Pistorius was born without fibulas. Doctors amputated his legs below the knees when he was 11 months old. But as he grew up, he stubbornly refused to let his disability keep him from sports. In 2005, at age 18, he placed sixth in the 400-meter race at the South African Championships. Race after race, he improved his form and became faster. Fast enough, in fact, to set his sights on the Olympics.
But his performances beg a seemingly ridiculous question: could a double amputee have an advantage in Olympic competition? Where does the gavel fall between technology and talent? Pistorius had to submit to scientific research to prove that, although his carbon fiber legs allow him to run, they do only that—a medium through which his fast-twitch muscles can physiologically take over and do the job. Just like a natural runner.

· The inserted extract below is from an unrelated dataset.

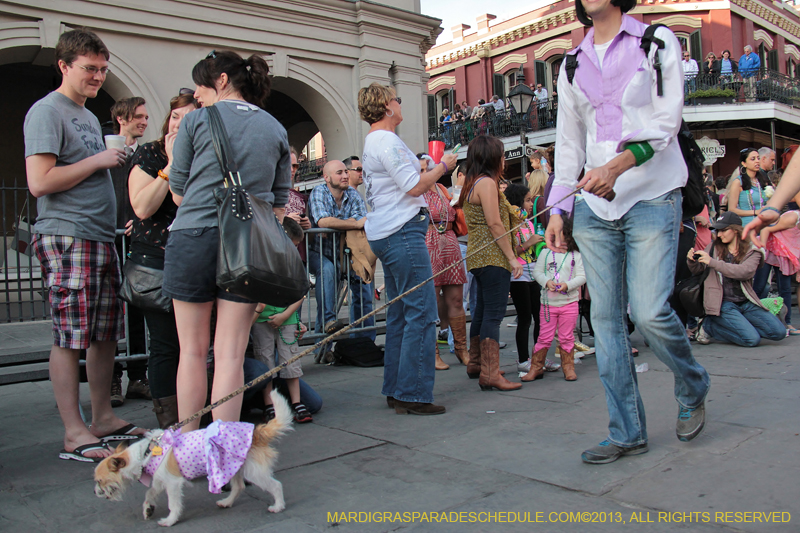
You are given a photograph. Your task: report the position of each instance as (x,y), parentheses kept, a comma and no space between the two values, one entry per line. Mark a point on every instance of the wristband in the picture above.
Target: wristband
(642,151)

Regardless, his road to London was littered with potholes. Long story short: based on information from a study claiming Pistorius used 25 percent less energy than other runners, the International Association of Athletics Federation (IAAF) banned him from competing in 2007. He hired a legal team that proved the study was flawed, and demanded a new study. Eventually, the IAAF overturned the decision. For a year, a team of three scientists took a closer look at Pistorius' oxygen consumption, leg movements, and endurance, among other factors. The scientists found he metabolized oxygen the same way as other runners, but he ran in a mechanically different stride. He was cleared to compete.
He qualified for the Olympics just three weeks before opening ceremonies—the debate still sizzling. And although he choked on his start for his 400-meter semifinal race (after his season's best time of in the prelims of 45:44 seconds), his Olympic story isn't over yet. Pistorius will suit up for South Africa as part of its team for the 4 x 400 meter relay heat Thursday, and if they make it, the finals on Friday. This is his last chance for an Olympic gold medal.
Whether or not he wins, one thing is certain. Pistorius remains an inspiration to many for the barriers he hurdled in order to compete in the Olympics—and to silence the doubters questioning him as he traversed through the often-conflicting arenas of science, technology, and sports.